It’s nine months until Christmas and two years since my little Mama left me in this foreign country by myself (inside joke).
I’ve learned a few things.
First, the second year is harder than the first. All during the first year, people are rooting for you. Everyone realizes its the “first” Christmas, “first” Mother’s Day, etc. so you get lots of support at those times. What’s more, YOU are more prepared. You see the date on the calendar and start mentally psyching yourself up to face the impending sadness.
In the second year, the sadness enters stealth mode. The initial shock has worn off and, whether you want it to or not, life keeps going so you have to start trying to adjust; you take your mind off the calendar for just a bit and when you turn back around, it’s some important date and the grief hits you in the gut like a serious sucker punch.
I’ve learned Nietzsche was wrong. What doesn’t kill you doesn’t necessarily make you stronger; it just doesn’t kill you and keeps on hurting like Hell, but the world HAS to go on. I still wake up some days wondering how in a universe ruled by a benevolent God does the Sun have the audacity to shine on an Earth that my Mama no longer walks upon? But it does. It has to; we just don’t have to like it and it can somehow seem diminished.
I don’t think I’ve cried enough for her and that bothers me because I’m one of those strange people who equates the violence of my emotions with the depth of love I have for a person.
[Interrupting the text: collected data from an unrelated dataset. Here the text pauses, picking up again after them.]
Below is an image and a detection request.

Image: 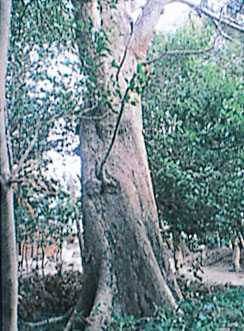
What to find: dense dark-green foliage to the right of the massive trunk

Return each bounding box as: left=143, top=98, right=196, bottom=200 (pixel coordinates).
left=143, top=27, right=244, bottom=246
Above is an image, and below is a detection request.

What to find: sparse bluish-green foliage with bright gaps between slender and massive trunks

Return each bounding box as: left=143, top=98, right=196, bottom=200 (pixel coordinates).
left=7, top=0, right=84, bottom=262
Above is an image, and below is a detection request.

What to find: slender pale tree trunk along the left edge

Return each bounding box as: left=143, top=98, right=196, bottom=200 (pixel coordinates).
left=0, top=0, right=18, bottom=331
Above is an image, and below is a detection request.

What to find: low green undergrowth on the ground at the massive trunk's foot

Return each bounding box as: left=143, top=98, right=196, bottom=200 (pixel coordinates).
left=19, top=282, right=244, bottom=331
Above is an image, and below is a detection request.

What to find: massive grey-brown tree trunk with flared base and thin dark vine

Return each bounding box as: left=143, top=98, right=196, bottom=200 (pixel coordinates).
left=74, top=1, right=176, bottom=330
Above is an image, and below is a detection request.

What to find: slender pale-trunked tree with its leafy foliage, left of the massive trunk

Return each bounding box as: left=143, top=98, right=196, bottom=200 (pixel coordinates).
left=0, top=0, right=83, bottom=330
The fact I can still function like a normal human (with a very liberal definition of “normal”) instead of being reduced to a jibbering heap huddled in a corner has surprised several people closest to me . . . myself not least of all. That worries me because if I’m not actively mourning her, does it mean I didn’t love her and don’t miss her as much as I thought I did? Intellectually, I can see the falsity of the statement, but grief and emotion are seldom intellectual.
I know one reason I can keep moving is I have no regrets where Mama is concerned. I know that sounds completely unbelievable, but it’s true. Mama and I kept very short accounts where the other was concerned. If we had a fight . . . and we often did, especially in my teenage years . . . we never parted ways angry. The last words I said to her each night before bed and the first words I said to her every morning were the same, “Mama, I love you.” When the time came to preach her funeral, I didn’t have to apologize for anything. We’d cleared those accounts up long ago.
It makes it bearable, but it’s far from easy. I had too much love as a child and a young person. Mama doted on me. I had all four grandparents and four of eight great-grandparents. That’s a tremendous amount of warmth and love to pour over one person and I don’t think I took it for granted, but I never imagined what life would be without it.
Now I don’t have to imagine. All I have left is Granny Ima and I have to look after her — like I promised Mama I would — rather than she looking after me. I wasn’t prepared for the loss of so much love in such a relatively small amount of time, but I am thankful I had it while I did.
I miss Mama as much today as I did when I stood by her closed casket two years ago; I just manage most days to hide it a little better. I don’t know how I’ll spend today. I know I’ll remember her, but I do that every day. I just don’t know.
And so it goes.
Love y’all. Keep those feet clean, and hug your mothers; they get gone too soon.